On the first day, the participants travelled to Anuradhapura, setting the stage for an enriching exposure visit. The second day was packed with practical learning, starting with beekeeping techniques using scientific boxes to attract bees and ensure natural pollination. The team delved into methods of separating honey and splitting honeybee colonies, gaining valuable insights into the honey market dynamics. Organic fertilizer and pesticide production were also covered, with Miss Iresha Sadamali demonstrating five types of natural pesticides and three types of liquid fertilizers. A visit to a farmer in Sumudugama shows the innovative use of a natural air water pump for irrigation.
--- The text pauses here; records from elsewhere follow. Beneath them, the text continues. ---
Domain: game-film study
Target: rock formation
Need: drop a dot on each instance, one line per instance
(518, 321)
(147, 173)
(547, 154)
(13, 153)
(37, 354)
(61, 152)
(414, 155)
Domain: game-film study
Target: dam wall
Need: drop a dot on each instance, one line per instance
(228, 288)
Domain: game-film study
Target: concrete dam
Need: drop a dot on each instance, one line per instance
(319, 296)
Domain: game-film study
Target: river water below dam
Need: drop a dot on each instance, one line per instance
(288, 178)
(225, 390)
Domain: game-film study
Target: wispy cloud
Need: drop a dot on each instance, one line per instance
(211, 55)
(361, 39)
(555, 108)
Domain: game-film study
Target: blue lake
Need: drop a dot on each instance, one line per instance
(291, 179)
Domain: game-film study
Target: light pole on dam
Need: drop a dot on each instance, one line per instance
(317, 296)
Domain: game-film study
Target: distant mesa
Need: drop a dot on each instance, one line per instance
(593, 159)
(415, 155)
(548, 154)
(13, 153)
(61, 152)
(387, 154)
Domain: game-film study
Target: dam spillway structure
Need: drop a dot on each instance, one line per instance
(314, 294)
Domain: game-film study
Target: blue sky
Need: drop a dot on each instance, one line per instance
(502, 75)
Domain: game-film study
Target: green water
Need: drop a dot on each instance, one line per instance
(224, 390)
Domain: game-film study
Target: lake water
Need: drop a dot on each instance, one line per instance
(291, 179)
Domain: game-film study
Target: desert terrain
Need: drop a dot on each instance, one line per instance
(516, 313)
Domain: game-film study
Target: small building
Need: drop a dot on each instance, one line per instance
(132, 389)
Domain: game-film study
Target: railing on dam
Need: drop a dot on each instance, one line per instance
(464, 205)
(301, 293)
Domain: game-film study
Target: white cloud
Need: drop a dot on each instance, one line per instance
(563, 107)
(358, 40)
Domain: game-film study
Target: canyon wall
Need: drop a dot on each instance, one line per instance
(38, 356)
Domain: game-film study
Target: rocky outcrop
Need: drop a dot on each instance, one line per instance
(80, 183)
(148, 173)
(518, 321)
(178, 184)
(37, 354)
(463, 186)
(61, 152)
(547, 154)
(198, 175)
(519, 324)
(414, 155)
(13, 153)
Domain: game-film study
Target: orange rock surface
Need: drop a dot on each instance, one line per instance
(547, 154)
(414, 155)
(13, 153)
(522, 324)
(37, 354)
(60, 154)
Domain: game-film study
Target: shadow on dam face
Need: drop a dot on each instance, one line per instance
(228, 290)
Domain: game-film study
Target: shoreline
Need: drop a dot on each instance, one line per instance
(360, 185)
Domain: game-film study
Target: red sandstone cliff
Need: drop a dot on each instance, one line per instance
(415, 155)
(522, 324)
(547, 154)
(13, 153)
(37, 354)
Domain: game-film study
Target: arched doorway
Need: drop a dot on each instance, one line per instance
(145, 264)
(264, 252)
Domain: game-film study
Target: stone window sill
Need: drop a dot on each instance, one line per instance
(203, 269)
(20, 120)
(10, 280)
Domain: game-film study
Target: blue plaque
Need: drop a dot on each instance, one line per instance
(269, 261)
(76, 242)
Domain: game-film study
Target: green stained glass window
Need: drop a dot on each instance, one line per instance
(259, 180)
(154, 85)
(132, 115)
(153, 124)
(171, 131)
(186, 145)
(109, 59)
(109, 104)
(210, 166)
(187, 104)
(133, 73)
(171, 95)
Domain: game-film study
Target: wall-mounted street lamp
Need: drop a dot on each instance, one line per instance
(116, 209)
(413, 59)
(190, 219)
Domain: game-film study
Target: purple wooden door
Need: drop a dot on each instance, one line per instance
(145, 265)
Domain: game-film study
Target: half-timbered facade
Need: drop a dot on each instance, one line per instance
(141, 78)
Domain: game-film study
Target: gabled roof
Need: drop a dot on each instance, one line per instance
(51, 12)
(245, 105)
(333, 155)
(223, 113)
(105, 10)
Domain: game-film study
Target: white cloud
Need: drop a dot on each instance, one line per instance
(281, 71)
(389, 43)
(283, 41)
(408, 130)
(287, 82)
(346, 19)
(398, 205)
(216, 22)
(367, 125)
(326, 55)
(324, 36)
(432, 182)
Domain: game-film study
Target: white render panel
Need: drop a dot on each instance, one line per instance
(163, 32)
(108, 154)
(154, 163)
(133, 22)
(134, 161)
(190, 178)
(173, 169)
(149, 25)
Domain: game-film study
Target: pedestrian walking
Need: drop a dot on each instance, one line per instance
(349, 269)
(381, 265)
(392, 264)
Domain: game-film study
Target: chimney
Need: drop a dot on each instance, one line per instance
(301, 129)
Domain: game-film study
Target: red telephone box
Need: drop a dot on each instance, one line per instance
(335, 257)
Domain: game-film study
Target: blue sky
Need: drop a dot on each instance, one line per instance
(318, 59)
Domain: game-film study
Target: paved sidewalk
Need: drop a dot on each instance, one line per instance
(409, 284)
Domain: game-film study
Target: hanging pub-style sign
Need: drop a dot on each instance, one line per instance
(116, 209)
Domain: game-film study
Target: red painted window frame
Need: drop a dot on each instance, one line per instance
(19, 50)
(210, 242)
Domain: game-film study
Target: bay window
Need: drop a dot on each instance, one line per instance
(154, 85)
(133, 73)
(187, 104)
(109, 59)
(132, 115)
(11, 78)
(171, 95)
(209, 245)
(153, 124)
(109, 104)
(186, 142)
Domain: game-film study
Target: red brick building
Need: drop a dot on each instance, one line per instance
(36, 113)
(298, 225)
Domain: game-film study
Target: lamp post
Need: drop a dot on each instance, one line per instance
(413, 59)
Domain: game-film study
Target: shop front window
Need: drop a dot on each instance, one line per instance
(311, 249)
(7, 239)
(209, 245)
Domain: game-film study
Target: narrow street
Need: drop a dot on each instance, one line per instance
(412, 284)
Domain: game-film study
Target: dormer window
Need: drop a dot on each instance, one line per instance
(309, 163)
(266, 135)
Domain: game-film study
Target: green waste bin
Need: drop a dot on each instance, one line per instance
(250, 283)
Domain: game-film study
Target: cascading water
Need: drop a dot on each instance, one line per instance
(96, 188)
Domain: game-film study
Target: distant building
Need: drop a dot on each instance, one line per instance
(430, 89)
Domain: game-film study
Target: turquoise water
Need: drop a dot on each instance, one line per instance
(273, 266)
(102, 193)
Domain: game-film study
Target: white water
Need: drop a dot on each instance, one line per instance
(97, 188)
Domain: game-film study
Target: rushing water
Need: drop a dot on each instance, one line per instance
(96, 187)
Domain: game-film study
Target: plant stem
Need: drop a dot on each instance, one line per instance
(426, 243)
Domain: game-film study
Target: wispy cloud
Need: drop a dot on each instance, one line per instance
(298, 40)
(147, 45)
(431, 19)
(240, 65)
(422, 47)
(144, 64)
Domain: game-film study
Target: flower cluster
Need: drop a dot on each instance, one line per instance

The third day took the participants to a well-managed agroecological farm in Halmillakulama, Anuradhapura. Here, they learned about vermicomposting and the preparation of liquid fertilizers from natural resources. Facilitators such as Rev. Fr. Alec Roy and Mr Chaminda Kumara guided the sessions, providing in-depth knowledge on maintaining farmlands without chemical inputs.

On the final day, the team visited the Department of Agriculture in Mannar. An agriculture instructor explained the functioning of an agroecology farm using a model farm as a practical example. The group then proceeded to Madukarai Village to observe integrated farming practices that combine crop cultivation with animal husbandry. The expatriates witnessed how local farmers utilize natural resources to maintain productive and sustainable farmlands.

Throughout the visit, participants expressed their appreciation for the deep insights gained into the potential of agroecology to transform agriculture. They highlighted the importance of sustainable farming practices, especially in a tropical country like Sri Lanka, which is vulnerable to climate change. The knowledge and connections formed during this visit are expected to inspire and influence agricultural practices in Bangladesh, Lebanon, and beyond, contributing to a more sustainable and equitable global food system.

We thank CAFOD Partners, Monlar, Agricultural Instructors, Caritas Anurdhapura and Caritas Mannar who took different tasks in making this exchange visit a success. Finally, this enriching experience underscored the importance of sustainable agriculture in building resilience against climate change and promoting biodiversity.